ダイハツは、23年12月、量産に必要な「型式指定」を得るための認証審査に174件の不正があったと公表した。その結果、国内での生産・出荷を全面停止する事態となり、「ダイハツブランド」が大きく毀損(きそん)することとなった。親会社のトヨタはダイハツ立て直しに向けて、3月1日付でトップ交代を含む新経営陣に体制を刷新しており、再発防止に向けた新経営方針を4月に発表することになっていた。
今回明らかになった「軽を中心としたモビリティカンパニーへ」という新経営方針により、「ダイハツは軽自動車に専念する」というトヨタグループでの位置付けが明確化される。

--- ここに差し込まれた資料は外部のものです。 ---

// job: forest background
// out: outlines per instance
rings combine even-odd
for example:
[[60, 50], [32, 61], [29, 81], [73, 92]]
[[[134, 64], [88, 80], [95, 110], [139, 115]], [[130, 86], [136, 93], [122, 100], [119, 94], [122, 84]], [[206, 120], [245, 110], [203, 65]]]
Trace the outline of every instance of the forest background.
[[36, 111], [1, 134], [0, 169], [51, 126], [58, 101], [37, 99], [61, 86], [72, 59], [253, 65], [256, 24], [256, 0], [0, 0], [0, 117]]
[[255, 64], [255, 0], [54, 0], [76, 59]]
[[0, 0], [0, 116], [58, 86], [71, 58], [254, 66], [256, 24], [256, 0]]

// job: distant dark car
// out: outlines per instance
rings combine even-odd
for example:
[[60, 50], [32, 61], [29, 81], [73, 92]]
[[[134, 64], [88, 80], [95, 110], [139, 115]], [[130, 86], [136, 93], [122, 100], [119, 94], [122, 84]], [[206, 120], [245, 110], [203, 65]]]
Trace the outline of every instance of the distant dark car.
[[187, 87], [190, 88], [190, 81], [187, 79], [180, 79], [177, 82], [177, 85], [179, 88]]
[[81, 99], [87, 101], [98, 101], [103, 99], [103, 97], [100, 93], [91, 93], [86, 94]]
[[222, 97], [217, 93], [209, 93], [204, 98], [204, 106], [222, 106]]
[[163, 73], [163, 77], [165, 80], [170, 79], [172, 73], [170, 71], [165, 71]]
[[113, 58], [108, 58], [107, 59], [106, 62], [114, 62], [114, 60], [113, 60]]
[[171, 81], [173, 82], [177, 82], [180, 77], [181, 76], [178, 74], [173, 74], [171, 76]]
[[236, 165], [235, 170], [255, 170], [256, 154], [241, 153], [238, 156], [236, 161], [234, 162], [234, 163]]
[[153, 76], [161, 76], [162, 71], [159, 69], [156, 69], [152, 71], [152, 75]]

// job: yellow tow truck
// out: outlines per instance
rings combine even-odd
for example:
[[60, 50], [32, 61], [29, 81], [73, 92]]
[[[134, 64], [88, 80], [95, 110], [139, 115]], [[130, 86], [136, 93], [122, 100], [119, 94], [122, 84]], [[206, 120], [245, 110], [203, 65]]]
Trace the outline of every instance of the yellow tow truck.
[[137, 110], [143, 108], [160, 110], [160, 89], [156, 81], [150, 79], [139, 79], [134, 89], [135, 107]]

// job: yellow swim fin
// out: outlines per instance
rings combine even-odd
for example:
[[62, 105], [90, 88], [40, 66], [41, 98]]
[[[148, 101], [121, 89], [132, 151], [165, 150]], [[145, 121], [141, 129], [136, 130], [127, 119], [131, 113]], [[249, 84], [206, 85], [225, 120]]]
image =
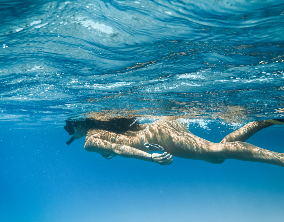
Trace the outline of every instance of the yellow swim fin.
[[272, 119], [265, 120], [267, 122], [271, 123], [276, 125], [282, 125], [284, 124], [284, 119]]

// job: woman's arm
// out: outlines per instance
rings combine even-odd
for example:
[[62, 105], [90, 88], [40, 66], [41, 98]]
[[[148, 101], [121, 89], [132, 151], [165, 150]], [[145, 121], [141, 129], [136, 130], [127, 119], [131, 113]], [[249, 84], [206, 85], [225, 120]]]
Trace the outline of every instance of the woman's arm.
[[168, 165], [172, 162], [172, 156], [166, 152], [151, 155], [131, 147], [113, 143], [92, 136], [86, 137], [85, 148], [87, 151], [96, 152], [102, 155], [116, 154], [123, 157], [150, 162], [152, 159], [153, 162], [161, 165]]

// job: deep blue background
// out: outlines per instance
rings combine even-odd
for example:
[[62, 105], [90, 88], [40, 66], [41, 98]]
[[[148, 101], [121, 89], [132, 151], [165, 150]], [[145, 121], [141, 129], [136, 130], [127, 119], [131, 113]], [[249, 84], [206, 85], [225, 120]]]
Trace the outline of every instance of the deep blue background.
[[[217, 123], [210, 129], [189, 129], [216, 142], [229, 132]], [[283, 133], [273, 126], [247, 141], [283, 152]], [[174, 157], [166, 166], [108, 160], [85, 151], [83, 138], [67, 146], [69, 137], [61, 127], [2, 131], [0, 221], [283, 221], [280, 167], [232, 160], [218, 165]]]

ただし、不正でダイハツブランドの信用・信頼は大きく毀損しており、軽自動車に専念するからといって、その販売をすぐに回復させるのは容易なことではない。
先に発表された23年度(23年4月〜24年3月)の軽自動車新車販売台数で、ダイハツは18年ぶりに首位から陥落した。ダイハツの販売台数は44万3694台、前年同期比22%減となり、スズキの55万2251台、同7%増に大きく引き離された。特に、1〜3月のダイハツの販売台数は前年同期比74%減と全面生産停止が大きく影響した。
ダイハツとスズキは常に軽自動車首位争いを続けてきたが、今回はダイハツの“自滅”による首位交代となった。「出荷停止で売る車がない上に、信頼・信用が低下したことで、販売現場を回ってお叱りを受けた。なんとか回復の道を目指したい」(井上社長)と、販売店現場から厳しい声も上がっているようだ。